TPU Setup Instructions:

  1. Connect to the TPU cluster on gcloud:

gcloud container clusters get-credentials sfr-tpu-prem1-232-europe-west4-a --zone europe-west4-a --project salesforce-research-internal

  1. If you are launching TPU pods for the first time, you need to create a GUS ticket requesting TPUs. You can clone this GUS ticket and use it as a template: GUS ticket sample

  2. Execute: kubens to list the active user namespace. If your username does not show up (typically of form sfn-ns-<userID>), then your GUS ticket has not been approved yet. Make sure it gets approved first.

  3. Once you see your username on the active user namespace, connect to it using: kubens sfr-ns-<userID>

  4. Instead of writing our own Dockerfile, we will use existing Docker images for instantiating TPU pods. Pytorch version you want to use needs to be consistent at two places in the yaml file. See tpu3-8.yaml above. In this file, replace the name field in the metadata to your a name of your choice. And replace darpit with your userID everywhere in the file.

Notice line 10 and 25 in the file. Line 10 specifies "pytorch-1.9", and line 25 specifies an existing docker image to be used. The docker image name specifies r1.9_3.7. Here 1.9 refers to the Pytorch version, and 3.7 refers to the Python version. Possible Pytorch versions that can be used in line 10 can be found here. The possible docker images that can be used can be found here. The version specified in the two must match. Note that the latter link does not exhaustively list all the docker images available. You can typing the link (eg. gcr.io/tpu-pytorch/xla:r1.9_3.7) in your browser and check if that image exists.

  1. Now, to launch a TPU pod using this yaml file, execute:

kubectl create -f tpu3-8.yaml

  1. To check the status of your pod, execute:

kubectl get pods

It will look something like this once the container is running:

  1. Once created, to connect to the pod, execute:

kubectl exec sfr-tpu-darpit3-8-2-pgkmw -i -t -- bash

  1. To delete the pod, note that TPU pods are deleted by jobID. To get the jobID, execute: kubectl get jobs.
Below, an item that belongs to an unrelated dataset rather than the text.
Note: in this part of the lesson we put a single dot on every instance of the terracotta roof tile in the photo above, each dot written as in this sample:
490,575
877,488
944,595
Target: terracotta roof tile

It will look like this:

Delete the pod use command: kubectl delete job sfr-tpu-darpit3-8-2

  1. After connecting to a pod, once you go to /export/home/, you will notice that it is empty. This is because this folder shows the TPU volume which is different from the file volume used when launching GPU pods.

  2. Copy files from local machine to the TPU pod using command:

kubectl cp file.py sfr-tpu-darpit3-8-2-pgkmw:/export/home/

Run Pytorch/XLA code:

  1. As a first code, let's run mnist_pytorch_xla.py. But first setup some environment variables:

export TPU_IP=$(env | grep KUBE_GOOGLE_CLOUD_TPU_ENDPOINTS | sed 's/KUBE_GOOGLE_CLOUD_TPU_ENDPOINTS=grpc:\/\///g' | head -n 1)

export XRT_TPU_CONFIG="tpu_worker;0;$TPU_IP"

python mnist_pytorch_xla.py

Code runs!

Errors/Problems I experienced before arriving at the above steps/yaml/code:

  1. I faced an error:

ConnectionResetError: [Errno 104] Connection reset by peer.

This could be avoided by reducing the num_workers where the Pytorch dataset is defined. But this was not the root cause. It was the problem described in the next point.

  1. Got another (related) error:

ERROR: Unexpected bus error encountered in worker.

This might be caused by insufficient shared memory (shm). Figured out that this error was because of my config in yaml file. I had not specified dshm (shared memory) in volumes and volumeMounts. See this link for details.